Vers un lynchage public

Vers un lynchage public des fraudeurs fiscaux ?

L’année 2021 de la jurisprudence fiscale européenne commence sur les chapeaux de roues à l’encontre des contribuables fraudeurs. Alors que la situation sanitaire mondiale ne s’améliore guère et dure depuis environ un an, faisant ressortir un mal-être général et des comportements parmi les plus sombres de notre humanité, il semblerait pour les magistrats européens que cela n’empêche pas de stigmatiser publiquement les auteurs d’infraction fiscale.
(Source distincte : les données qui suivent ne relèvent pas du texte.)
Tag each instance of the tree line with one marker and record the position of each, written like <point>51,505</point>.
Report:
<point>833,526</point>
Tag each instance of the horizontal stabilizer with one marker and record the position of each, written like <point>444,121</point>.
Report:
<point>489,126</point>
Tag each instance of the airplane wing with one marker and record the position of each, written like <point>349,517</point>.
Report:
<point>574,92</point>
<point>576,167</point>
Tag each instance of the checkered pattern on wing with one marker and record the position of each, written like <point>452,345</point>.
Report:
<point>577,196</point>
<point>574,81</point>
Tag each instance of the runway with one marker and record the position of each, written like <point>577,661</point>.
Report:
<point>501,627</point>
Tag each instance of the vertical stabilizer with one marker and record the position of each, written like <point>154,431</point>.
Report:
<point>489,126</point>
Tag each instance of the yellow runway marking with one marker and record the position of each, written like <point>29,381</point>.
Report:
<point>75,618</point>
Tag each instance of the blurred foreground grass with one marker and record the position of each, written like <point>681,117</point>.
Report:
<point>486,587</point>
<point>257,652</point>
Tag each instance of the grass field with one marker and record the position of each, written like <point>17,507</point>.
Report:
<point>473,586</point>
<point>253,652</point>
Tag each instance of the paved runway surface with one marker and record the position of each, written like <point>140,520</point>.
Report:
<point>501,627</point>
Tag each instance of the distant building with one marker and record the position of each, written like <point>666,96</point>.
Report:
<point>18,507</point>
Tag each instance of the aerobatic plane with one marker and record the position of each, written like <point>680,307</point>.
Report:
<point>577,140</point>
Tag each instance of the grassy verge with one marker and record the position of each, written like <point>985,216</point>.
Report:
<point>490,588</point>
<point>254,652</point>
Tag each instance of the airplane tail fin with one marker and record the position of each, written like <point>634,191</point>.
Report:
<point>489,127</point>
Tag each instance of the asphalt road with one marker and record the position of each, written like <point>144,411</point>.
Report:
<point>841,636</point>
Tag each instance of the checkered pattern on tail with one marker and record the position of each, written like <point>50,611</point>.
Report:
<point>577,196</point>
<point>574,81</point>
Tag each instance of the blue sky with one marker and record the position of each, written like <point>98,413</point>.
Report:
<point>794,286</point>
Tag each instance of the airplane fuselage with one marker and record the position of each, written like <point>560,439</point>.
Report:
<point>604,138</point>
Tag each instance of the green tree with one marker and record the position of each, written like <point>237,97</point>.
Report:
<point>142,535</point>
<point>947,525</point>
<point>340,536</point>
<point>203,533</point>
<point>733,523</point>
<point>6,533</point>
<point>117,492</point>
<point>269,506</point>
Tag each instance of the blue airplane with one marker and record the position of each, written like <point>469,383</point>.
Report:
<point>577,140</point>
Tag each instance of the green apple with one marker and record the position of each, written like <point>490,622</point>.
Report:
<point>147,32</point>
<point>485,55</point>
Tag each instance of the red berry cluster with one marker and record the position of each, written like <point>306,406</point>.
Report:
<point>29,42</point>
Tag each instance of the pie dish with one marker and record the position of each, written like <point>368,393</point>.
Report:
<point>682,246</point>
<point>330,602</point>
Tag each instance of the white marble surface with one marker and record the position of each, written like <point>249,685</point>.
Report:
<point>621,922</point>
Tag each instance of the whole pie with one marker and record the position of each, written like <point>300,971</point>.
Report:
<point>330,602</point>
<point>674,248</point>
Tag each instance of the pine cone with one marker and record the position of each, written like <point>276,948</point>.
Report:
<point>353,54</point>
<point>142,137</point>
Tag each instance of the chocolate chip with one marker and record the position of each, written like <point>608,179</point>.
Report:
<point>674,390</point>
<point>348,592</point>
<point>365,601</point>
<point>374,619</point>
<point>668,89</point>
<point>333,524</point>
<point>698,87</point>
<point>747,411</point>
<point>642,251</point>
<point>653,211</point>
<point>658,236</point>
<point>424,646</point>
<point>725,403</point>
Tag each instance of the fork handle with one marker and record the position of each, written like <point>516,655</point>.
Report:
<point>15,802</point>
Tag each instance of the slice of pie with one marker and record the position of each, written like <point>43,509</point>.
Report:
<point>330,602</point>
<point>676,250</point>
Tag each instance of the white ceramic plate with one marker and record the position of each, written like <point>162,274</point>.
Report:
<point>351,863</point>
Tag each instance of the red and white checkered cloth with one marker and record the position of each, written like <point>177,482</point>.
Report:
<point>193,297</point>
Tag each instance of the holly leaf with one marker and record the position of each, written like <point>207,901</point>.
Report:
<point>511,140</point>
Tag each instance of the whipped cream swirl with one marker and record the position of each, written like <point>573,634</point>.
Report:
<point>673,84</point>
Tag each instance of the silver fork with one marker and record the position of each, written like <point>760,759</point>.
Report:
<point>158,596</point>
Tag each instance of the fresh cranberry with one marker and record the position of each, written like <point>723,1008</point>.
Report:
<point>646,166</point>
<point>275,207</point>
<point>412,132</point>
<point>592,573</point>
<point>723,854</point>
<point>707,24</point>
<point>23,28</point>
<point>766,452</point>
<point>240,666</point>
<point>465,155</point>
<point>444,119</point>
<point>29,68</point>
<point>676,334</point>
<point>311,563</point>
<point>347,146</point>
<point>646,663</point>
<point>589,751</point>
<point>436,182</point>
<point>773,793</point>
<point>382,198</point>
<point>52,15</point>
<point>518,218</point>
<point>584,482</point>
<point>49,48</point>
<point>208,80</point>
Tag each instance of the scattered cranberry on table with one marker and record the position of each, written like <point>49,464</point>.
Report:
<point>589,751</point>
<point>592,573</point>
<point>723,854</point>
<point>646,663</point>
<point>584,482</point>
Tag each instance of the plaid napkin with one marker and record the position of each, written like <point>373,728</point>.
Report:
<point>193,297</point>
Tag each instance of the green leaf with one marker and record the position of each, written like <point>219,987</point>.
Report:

Par Me Julien Alquier avocat en droit fiscal au Barreau de Nice, chargé d’enseignement à l’Université Nice-Sophia Antipolis, doctorant au sein du laboratoire CERDP (E.A n°120)), enseignant à l’EDHEC

La Cour européenne des droits de l’homme vient en effet de rendre un arrêt des plus surprenants concernant la publication sur internet de l’identité et de l’adresse des contribuables qui ne respectent pas leurs obligations fiscales.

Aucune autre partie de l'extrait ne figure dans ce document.